Warnungen waren auch aus dem Lager des LASK zu hören. „Wir hatten die Hosen voll, waren nicht mutig genug“, kritisierte Mittelfeldspieler Peter Michorl. Auch Abwehrchef Gernot Traunter gab sich selbstkritisch. „Wir waren nicht so giftig wie gewohnt. Wir müssen wieder der alte LASK werden.“

Dass die erste Niederlage der Linzer in diesem Jahr nicht höher ausfiel, hatten sie ihrem starken Goalie Alexander Schlager zu verdanken. „Er hat überragend gehalten“, gestand selbst Stankovic, Schlagers Konkurrent im ÖFB-Team um das Einserleiberl.

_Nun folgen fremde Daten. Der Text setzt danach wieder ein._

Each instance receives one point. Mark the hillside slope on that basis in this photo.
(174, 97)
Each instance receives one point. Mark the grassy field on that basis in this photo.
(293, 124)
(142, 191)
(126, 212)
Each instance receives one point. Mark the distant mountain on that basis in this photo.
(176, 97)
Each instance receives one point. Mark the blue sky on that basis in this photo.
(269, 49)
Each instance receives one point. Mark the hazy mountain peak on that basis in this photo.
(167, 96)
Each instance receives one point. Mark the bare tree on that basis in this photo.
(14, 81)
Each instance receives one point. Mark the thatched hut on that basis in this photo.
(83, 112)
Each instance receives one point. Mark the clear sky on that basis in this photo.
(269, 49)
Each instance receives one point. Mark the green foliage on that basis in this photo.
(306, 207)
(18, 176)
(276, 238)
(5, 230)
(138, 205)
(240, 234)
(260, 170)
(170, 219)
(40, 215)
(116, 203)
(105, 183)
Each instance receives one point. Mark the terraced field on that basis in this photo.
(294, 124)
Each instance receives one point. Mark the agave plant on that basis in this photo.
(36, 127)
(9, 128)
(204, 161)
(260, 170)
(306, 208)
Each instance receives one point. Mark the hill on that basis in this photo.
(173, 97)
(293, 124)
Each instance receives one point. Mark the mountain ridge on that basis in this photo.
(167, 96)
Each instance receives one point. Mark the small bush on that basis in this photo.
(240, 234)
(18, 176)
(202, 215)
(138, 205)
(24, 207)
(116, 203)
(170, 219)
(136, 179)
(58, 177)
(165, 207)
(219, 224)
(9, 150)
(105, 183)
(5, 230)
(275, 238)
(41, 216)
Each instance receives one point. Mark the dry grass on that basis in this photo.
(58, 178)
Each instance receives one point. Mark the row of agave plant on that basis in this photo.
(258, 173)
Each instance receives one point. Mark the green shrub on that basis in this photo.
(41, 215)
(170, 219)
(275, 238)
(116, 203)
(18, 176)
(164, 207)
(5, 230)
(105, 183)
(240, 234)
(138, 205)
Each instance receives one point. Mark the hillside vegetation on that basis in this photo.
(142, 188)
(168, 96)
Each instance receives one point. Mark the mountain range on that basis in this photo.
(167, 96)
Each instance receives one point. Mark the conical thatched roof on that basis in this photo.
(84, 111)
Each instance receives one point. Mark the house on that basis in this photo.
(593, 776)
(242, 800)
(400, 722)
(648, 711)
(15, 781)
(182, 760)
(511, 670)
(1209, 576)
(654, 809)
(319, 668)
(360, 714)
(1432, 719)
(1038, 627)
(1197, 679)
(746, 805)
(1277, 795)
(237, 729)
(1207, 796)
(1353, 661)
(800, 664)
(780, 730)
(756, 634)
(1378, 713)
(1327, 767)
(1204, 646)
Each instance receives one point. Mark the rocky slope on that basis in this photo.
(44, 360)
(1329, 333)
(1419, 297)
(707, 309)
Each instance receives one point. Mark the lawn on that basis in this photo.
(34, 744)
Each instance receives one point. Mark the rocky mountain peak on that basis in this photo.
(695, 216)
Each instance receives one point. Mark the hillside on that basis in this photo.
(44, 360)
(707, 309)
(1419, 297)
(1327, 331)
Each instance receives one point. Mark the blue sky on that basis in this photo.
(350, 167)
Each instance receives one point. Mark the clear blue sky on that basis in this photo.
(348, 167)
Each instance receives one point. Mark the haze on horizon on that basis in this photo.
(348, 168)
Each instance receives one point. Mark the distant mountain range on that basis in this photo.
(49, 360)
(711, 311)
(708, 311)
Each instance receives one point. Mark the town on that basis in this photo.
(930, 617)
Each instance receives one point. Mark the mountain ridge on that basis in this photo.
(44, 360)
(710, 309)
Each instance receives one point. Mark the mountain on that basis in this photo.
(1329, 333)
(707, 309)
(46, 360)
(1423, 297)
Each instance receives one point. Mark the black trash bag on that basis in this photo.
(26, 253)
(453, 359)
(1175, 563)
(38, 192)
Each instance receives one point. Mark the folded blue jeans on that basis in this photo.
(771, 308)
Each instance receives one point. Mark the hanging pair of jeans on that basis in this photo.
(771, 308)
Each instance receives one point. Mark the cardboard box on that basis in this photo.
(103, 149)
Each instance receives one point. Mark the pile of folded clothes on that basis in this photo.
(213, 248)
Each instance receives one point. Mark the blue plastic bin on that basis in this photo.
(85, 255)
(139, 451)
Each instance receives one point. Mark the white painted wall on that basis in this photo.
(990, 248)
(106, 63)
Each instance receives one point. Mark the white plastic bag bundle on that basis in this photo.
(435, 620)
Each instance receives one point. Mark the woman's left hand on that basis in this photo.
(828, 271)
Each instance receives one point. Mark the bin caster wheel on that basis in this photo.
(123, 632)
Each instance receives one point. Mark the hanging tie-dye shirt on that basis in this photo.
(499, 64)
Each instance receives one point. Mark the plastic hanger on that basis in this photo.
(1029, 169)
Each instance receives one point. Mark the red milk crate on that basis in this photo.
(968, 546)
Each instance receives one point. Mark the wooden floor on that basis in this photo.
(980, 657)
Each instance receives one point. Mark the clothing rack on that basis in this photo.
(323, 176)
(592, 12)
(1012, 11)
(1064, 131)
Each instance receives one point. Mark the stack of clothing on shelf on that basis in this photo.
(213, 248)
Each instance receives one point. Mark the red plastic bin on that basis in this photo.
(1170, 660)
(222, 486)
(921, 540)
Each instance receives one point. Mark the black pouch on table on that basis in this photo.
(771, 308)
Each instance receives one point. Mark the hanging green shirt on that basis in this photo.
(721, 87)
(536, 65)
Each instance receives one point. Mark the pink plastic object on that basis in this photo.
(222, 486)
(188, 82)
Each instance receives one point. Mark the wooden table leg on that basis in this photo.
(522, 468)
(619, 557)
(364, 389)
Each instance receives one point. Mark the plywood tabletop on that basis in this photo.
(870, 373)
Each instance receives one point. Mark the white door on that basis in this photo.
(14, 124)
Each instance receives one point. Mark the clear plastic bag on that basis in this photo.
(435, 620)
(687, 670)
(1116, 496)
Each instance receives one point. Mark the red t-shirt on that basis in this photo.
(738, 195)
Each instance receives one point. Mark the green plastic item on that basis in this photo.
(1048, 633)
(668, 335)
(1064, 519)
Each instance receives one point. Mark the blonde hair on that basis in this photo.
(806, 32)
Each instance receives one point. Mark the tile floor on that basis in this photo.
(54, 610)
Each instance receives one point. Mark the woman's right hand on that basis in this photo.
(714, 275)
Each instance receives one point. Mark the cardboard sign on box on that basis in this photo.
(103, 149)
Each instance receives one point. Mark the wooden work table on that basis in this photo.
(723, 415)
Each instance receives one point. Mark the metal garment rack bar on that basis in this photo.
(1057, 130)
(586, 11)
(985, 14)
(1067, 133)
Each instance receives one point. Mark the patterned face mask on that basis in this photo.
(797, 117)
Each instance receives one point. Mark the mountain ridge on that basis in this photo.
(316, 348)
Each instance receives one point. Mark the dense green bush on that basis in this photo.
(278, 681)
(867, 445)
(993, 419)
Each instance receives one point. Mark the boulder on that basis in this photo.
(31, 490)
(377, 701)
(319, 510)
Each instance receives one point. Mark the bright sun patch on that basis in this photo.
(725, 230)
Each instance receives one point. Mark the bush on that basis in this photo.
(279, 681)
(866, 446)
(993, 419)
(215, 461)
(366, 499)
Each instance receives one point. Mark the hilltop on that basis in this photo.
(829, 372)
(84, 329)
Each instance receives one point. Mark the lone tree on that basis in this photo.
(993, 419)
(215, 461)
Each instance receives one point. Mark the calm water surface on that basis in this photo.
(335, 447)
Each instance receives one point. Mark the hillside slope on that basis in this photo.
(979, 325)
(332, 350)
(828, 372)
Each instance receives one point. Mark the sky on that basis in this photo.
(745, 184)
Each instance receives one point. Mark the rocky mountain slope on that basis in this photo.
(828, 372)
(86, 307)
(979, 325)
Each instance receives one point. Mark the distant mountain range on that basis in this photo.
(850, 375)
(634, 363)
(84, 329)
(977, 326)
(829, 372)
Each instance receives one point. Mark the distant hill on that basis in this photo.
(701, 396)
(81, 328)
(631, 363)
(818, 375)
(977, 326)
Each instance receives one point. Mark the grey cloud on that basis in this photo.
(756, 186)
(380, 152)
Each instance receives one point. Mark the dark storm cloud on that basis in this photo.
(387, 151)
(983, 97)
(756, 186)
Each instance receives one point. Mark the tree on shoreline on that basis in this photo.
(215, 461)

Der LASK-Schlussmann selbst wollte sich zu seiner Leistung nicht äußern, sondern blickte lieber nach vorne. „Niederlagen gehören zum Fußball. Wir werden stärker zurückkommen.“

Für die Oberösterreicher geht es am Sonntag beim SV Mattersburg weiter, ehe am kommenden Donnerstag Manchester United im Achtelfinal-Hinspiel der Europa League im Linzer Stadion gastiert.